Young Irish players, and parents, to get taste of what AFL offers
Peter Hanlon | June 13, 2008
AUSTRALIAN football's global star search is set to intensify with a virtual draft camp to be held in Ireland in August featuring the best young Gaelic footballers with designs on a career in the AFL.
Player manager Ricky Nixon will this morning meet officials from Geelong, St Kilda, Richmond, North Melbourne and Brisbane Lions, who have paid $30,000 each to be the inaugural member clubs in what is essentially a national Irish recruiting scheme.
Nixon hopes their reward will be almost immediate.
"I'm pretty determined to get each of our original member clubs a good player in the first 12 months; I'm committed to that," Nixon said yesterday.
"If we don't it will be because the system doesn't work and the pool's not there, but I very much doubt that, given the footage I've seen in the last 24 hours. It's very exciting what some of these kids are going to be doing off half-back flanks or a wing in the next few years."
While talent-spotting in Ireland is nothing new to AFL football — nine Irishmen feature on 2008 club lists — Nixon's project would intensify the search to an unprecedented level. When he lands in Ireland in a fortnight, he will join a group of seven heading up the project at that end, including Lion Colm Begley's brother Joe, plus an elite junior coach, a sports psychologist, a university professor, an Australian expat who played in the VFL, and an ex-AFL teammate of Nixon's.
"I've already heard that one club person has heard I'll be in Ireland for a month and jumped on a plane," he said of the concern his plan has created among clubs who have preferred to go it alone.
"Clubs here feel like they've been doing it, but they know they haven't been doing it well. Not only that, they're fearful of who we might have on our list, and that this cartel is going to be far more attractive to a player than just one club going to see them."
A group of 20 to 30 Gaelic footballers aged 17 to 22, but mostly in the 17 to 19 bracket, will be invited to attend a camp in either Dublin or Belfast in August. Their parents will also be invited, with presentations made on all things AFL as well as life in Australia.
"This is a massive step forward compared to one club going over there and saying, 'Come to Australia, we'll look after you'," Nixon said.
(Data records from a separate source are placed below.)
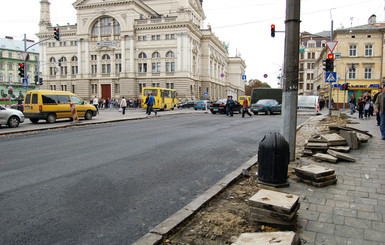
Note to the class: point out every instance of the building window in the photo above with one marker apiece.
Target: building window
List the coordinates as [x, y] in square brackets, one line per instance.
[170, 54]
[369, 50]
[368, 73]
[156, 67]
[142, 67]
[170, 66]
[94, 69]
[352, 73]
[156, 55]
[353, 50]
[118, 68]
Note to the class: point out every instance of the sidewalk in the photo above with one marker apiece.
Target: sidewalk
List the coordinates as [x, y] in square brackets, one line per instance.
[105, 116]
[353, 210]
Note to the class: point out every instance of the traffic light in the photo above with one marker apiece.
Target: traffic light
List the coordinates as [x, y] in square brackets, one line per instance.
[272, 30]
[36, 79]
[56, 34]
[21, 70]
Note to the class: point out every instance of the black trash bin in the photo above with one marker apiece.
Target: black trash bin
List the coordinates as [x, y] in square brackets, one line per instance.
[273, 160]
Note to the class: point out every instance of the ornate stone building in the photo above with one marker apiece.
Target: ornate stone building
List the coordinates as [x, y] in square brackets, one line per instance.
[118, 47]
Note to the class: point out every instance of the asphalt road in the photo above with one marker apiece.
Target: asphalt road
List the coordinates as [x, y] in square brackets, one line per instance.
[111, 183]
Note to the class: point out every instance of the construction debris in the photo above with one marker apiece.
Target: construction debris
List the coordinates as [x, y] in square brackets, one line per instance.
[266, 238]
[274, 207]
[316, 175]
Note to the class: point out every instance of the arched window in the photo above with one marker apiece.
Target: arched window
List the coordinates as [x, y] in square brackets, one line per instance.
[105, 26]
[155, 55]
[105, 57]
[170, 54]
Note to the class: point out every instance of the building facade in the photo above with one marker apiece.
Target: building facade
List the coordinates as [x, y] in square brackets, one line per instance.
[10, 56]
[118, 47]
[359, 61]
[311, 46]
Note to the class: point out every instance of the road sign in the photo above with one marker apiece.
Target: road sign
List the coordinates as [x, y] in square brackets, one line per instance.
[331, 77]
[331, 45]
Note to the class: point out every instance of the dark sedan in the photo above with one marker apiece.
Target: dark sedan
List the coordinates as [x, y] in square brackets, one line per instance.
[266, 106]
[220, 106]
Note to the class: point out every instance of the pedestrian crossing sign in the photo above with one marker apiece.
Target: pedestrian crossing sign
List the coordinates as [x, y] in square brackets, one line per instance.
[331, 77]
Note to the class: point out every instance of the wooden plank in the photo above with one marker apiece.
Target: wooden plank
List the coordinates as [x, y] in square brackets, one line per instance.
[314, 171]
[267, 238]
[274, 200]
[325, 157]
[318, 184]
[340, 155]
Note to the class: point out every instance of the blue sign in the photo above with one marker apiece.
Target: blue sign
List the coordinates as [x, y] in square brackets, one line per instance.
[331, 77]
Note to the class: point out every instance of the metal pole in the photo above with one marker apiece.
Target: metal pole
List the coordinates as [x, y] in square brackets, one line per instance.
[290, 86]
[330, 83]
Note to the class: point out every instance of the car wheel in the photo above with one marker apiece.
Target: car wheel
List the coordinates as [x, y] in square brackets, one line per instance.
[13, 122]
[88, 115]
[51, 118]
[34, 120]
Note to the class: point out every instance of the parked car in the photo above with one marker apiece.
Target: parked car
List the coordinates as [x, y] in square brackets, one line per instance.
[220, 106]
[201, 104]
[10, 117]
[268, 106]
[186, 104]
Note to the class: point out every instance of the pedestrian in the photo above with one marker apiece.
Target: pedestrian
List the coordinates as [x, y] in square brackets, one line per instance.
[123, 105]
[374, 101]
[231, 106]
[360, 107]
[146, 103]
[368, 100]
[352, 103]
[150, 105]
[379, 106]
[95, 102]
[245, 106]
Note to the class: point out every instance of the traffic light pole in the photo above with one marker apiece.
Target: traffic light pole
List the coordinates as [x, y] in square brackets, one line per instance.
[291, 67]
[330, 83]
The groundwork for drawing up a list of 100 prospective draftees has been made easier by using software from Swedish company Dartfish, which AFL clubs have already used as a teaching tool, but which in this instance has been applied to footage from GAA games to form a database of players.
"The software tags whatever you want — kicks, marks, handballs, shots on goal, etc. It will enable us to call up, say, Bill Murphy from Dublin, and if you click on 'kicks', footage of all of his kicks will come up one after the other. You don't need the whole game.
"We've got 100 players listed, full profiles on them, and we've ranked the first 15 to 20.
"We've identified a No. 1 draft pick — he's very quick, six foot three (191 centimetres), a Tadhg Kennelly type but a bit bigger."
Nixon said he had encountered resistance from GAA clubs and officials fearful of losing prime talent, and he hoped to meet them while in Ireland. He would tell them: "Anyone we take out of there will be a good chance to play AFL footy, as opposed to the amount who come across here now and end up playing VFL or in the suburbs."
AFL clubs are allowed no more than two international players on their lists.